Today: Close Collaboration
Today, GTF remains a happy Solovis Risk Analytics client. Every week, GTF uses Solovis Risk Analytics to monitor its risk and portfolio exposures. Weekly conference calls with Solovis’ R&D team (the team that built the Risk Analytics application) are used to stay on top of things from both an investment risk and modeling perspective.
“Like the relationship we have with Solovis on the Portfolio Analytics side, the Risk Analytics team has become an extension of our staff,” said Crist. “Our weekly calls go beyond just updates on the application, but they cover all topics around risk management from best practices, to future implementation considerations and topical current events.

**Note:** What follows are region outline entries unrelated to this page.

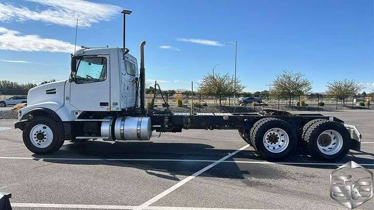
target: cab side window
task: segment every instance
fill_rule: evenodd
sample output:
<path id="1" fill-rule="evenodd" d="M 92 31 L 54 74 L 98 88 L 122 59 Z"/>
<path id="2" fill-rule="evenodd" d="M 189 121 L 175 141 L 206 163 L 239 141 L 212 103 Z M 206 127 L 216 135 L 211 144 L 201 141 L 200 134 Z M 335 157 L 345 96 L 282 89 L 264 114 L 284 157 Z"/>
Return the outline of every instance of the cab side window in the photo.
<path id="1" fill-rule="evenodd" d="M 125 63 L 126 64 L 126 72 L 127 72 L 127 74 L 131 76 L 135 76 L 136 72 L 135 65 L 128 61 L 126 61 Z"/>
<path id="2" fill-rule="evenodd" d="M 107 79 L 107 59 L 83 57 L 79 60 L 75 75 L 77 84 L 100 82 Z"/>

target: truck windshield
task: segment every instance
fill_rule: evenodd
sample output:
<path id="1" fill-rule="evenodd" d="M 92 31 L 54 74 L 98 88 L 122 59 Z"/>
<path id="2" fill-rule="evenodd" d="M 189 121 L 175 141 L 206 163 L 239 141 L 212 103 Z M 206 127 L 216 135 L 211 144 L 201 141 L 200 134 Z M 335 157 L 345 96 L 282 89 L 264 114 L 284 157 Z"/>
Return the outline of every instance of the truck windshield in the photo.
<path id="1" fill-rule="evenodd" d="M 84 57 L 79 62 L 75 75 L 75 83 L 77 84 L 100 82 L 106 79 L 106 58 Z"/>

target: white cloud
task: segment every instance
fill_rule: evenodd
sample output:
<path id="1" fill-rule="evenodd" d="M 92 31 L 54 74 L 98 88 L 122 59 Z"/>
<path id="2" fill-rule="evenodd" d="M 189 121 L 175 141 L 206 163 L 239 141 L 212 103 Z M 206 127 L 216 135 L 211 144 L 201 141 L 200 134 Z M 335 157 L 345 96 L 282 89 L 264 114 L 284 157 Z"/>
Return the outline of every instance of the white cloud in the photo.
<path id="1" fill-rule="evenodd" d="M 0 60 L 0 61 L 2 62 L 8 62 L 8 63 L 26 63 L 26 64 L 42 64 L 40 63 L 31 62 L 23 61 L 23 60 Z M 44 64 L 42 64 L 42 65 L 44 65 Z"/>
<path id="2" fill-rule="evenodd" d="M 369 82 L 361 83 L 359 84 L 363 88 L 374 88 L 374 82 L 370 83 Z"/>
<path id="3" fill-rule="evenodd" d="M 32 10 L 28 7 L 15 6 L 0 3 L 0 20 L 10 22 L 36 20 L 75 27 L 76 19 L 82 27 L 91 27 L 93 23 L 108 21 L 119 15 L 120 7 L 82 0 L 26 0 L 42 6 Z"/>
<path id="4" fill-rule="evenodd" d="M 37 35 L 21 35 L 18 31 L 0 27 L 0 50 L 71 53 L 74 51 L 74 45 Z"/>
<path id="5" fill-rule="evenodd" d="M 159 48 L 162 49 L 166 49 L 166 50 L 170 50 L 172 51 L 180 51 L 180 50 L 179 50 L 179 48 L 176 48 L 174 47 L 171 47 L 171 46 L 169 45 L 160 45 L 158 47 Z"/>
<path id="6" fill-rule="evenodd" d="M 184 41 L 186 42 L 191 42 L 191 43 L 200 44 L 203 44 L 205 45 L 210 45 L 210 46 L 223 46 L 222 44 L 218 41 L 210 40 L 207 39 L 191 39 L 191 38 L 187 39 L 187 38 L 177 38 L 177 41 Z"/>
<path id="7" fill-rule="evenodd" d="M 170 82 L 169 81 L 167 80 L 155 80 L 154 79 L 147 79 L 146 80 L 147 82 L 150 82 L 154 83 L 155 81 L 157 81 L 157 83 L 164 83 Z"/>

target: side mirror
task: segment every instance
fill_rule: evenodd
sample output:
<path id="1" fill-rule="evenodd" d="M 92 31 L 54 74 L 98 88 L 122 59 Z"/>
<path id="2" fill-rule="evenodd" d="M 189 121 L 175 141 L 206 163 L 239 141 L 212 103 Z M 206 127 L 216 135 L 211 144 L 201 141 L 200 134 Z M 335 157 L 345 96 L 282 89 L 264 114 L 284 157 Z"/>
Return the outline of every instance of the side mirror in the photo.
<path id="1" fill-rule="evenodd" d="M 70 62 L 70 67 L 72 72 L 76 72 L 76 60 L 77 56 L 72 56 L 72 60 Z"/>

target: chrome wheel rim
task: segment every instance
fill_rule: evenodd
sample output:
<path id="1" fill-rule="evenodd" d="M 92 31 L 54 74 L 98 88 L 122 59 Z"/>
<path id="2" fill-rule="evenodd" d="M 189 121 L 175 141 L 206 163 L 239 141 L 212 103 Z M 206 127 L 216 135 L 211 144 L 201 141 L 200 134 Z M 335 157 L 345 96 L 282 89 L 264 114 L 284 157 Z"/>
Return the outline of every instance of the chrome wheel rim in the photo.
<path id="1" fill-rule="evenodd" d="M 290 138 L 284 130 L 274 128 L 265 133 L 263 140 L 263 145 L 268 151 L 279 153 L 284 151 L 288 146 Z"/>
<path id="2" fill-rule="evenodd" d="M 53 140 L 53 132 L 51 128 L 44 124 L 37 124 L 30 131 L 30 140 L 37 148 L 43 148 L 49 146 Z"/>
<path id="3" fill-rule="evenodd" d="M 317 146 L 321 153 L 334 155 L 340 151 L 343 146 L 343 138 L 337 131 L 327 130 L 318 136 Z"/>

Very rarely do you encounter a team as open to conversation and suggestions as the Risk Analytics team at Solovis.”
One thing in particular that Georgia Tech Foundation likes about its partnership with Solovis is that it extends beyond a simple software vendor-client relationship. To GTF, Solovis is more research partner than vendor. And to Solovis, GTF is an ideation partner and sounding board.
For example, during the fall of 2020, when GTF was interested in better understanding its exposure to nonlinear equity volatility, Solovis’ R&D team helped develop several new volatility-specific factors that are currently used to augment GTF’s base risk factor model.